Saturday, March 8, 2008

The Origins of 'So Much Autism'

The Harvard Lampoon is not a particularly funny publication, but it has it's moments of brilliance, despite a strange fondness for feces. In particularly, the following episode wriggles it's way into you brain and lays there, furtively, with the patient opportunism of post-teen acne. Then, in the space between thoughts, or any time someone says "so much", it erupts into your mind with the force of a religious commandment. As you sit on the public toilet, or try to sleep in math class, or converse about autism, you spew forth a random chuckle that convinces the people around you that you are, indeed, as unstable as you look:

America's Next Top Model

Tyra Banks: Two beautiful, beautiful girls stand in front of me. But I only have one picture in my hands. And that picture represents the girl who will continue in the running to become America's Next Top Model.

We have Emily, the girl who doesn't take good pictures and is awkward in person, but has so much heart and so much autism.

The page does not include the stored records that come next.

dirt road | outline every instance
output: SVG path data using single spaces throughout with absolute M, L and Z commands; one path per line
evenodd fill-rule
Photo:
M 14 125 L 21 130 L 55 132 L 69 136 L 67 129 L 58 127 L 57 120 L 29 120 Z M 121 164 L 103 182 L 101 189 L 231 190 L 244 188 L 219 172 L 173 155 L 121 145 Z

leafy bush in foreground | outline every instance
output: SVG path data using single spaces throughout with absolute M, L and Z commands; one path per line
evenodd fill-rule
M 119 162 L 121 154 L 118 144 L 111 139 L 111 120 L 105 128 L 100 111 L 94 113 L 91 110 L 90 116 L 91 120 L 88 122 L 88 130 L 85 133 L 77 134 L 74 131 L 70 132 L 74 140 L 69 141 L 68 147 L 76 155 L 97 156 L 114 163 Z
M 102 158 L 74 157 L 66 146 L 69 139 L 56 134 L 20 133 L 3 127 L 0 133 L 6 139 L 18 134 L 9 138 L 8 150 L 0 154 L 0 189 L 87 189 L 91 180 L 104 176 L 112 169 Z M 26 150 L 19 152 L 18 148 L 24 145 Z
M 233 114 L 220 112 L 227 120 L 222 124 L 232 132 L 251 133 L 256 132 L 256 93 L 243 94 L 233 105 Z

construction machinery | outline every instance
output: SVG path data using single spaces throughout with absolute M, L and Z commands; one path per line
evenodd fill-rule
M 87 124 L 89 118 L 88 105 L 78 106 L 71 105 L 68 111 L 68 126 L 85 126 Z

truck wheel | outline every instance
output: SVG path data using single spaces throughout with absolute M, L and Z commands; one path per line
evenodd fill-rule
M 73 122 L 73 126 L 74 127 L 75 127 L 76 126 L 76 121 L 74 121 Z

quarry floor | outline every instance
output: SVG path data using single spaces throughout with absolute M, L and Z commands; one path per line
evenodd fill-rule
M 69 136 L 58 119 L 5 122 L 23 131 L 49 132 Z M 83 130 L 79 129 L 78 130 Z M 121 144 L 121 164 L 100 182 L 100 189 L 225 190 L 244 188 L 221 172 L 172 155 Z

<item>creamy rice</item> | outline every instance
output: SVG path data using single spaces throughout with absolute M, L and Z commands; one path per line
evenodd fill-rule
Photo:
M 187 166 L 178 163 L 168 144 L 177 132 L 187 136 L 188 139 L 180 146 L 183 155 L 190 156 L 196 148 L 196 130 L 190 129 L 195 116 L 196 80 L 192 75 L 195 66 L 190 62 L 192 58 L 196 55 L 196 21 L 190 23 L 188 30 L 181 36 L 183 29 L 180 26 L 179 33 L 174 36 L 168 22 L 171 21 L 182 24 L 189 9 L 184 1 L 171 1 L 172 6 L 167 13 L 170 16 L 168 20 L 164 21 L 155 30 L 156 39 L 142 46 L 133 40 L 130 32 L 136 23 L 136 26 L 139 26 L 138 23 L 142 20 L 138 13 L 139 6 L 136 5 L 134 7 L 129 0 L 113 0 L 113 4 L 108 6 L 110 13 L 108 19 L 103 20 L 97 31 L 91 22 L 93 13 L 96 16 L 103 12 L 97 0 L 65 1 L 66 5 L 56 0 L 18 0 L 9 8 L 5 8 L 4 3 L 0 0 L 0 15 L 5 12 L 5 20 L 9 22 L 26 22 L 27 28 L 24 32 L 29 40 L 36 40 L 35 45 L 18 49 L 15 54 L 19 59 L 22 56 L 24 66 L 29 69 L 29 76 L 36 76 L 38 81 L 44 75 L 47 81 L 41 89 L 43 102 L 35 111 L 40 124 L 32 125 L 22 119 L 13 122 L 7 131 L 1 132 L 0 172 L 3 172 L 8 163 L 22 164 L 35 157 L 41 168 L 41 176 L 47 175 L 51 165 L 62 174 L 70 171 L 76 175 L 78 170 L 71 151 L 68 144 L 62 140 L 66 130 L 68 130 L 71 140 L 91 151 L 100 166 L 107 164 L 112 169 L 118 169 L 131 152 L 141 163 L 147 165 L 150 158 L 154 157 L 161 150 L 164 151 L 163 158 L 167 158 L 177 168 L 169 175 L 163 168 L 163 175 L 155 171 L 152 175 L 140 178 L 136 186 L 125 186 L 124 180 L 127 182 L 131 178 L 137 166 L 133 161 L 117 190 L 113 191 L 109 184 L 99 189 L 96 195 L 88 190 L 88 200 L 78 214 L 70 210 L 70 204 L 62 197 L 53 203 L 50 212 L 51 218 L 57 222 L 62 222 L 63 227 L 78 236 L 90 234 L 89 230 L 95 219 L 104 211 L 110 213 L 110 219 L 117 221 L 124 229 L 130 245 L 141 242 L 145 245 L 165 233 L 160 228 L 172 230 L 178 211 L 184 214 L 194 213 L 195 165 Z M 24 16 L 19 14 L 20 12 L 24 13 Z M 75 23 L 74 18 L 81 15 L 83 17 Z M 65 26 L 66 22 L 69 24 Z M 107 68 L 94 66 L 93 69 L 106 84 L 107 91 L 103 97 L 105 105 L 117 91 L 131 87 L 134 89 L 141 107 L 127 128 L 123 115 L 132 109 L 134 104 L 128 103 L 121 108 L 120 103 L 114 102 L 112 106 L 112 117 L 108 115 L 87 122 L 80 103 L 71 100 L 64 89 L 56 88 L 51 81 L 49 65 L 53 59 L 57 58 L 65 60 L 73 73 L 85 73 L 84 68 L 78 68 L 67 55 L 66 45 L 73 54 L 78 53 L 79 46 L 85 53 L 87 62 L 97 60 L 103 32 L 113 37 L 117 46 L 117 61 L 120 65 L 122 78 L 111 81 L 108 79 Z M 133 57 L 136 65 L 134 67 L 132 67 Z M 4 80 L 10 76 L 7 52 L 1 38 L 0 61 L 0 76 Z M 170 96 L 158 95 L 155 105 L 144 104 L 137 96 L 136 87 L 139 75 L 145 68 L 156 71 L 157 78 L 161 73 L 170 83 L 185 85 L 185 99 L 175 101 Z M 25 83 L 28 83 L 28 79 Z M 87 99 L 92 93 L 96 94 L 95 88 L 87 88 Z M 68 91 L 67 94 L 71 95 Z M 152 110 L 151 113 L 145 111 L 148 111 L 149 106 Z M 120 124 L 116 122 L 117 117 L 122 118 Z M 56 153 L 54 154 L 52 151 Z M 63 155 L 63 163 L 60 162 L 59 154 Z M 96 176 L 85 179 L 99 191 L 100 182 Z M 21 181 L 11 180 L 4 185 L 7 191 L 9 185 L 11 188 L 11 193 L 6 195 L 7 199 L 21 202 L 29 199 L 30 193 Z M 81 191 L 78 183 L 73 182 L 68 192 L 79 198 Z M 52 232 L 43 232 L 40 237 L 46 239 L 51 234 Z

So Much
And then there's Ashley, the girl with near-professional modeling skills but little-to-no-autism.
[pulls out picture of girl]
Emily, you are still in the running towards becoming America's Next Top Model.

Ashley: [uncontrollably crying]

Emily: [continues to stack blocks in the corner]

CRS. Harvard Lampoon, Dec 2007
And that is the story of how the zebra got it's stripes, and this blog got it's name.

However, as our readership has grown, we've come to appreciate that others might see this blog title as insensitive, and we have slowly come around to the light (no, not that light. Jesus still hates us.) However, no longer does this merely refer to the particular character of Dusty, Bollo, and me, which can only politely be called 'mildly autistic'-- it is also an indictment of a flawed society in which thousands upon thousands of children must by falsely diagnosed with a serious physiological disorder in order to receive the assistence from the public school system that these learning-disabled children need. It is an bitter call to arms for a gangrenous society in which there need by so much autism.

I'm only half joking.
Okay, three-quarters. But one ventricle of my heart still bleeds like an inbred, autistic British prince with hemophilia.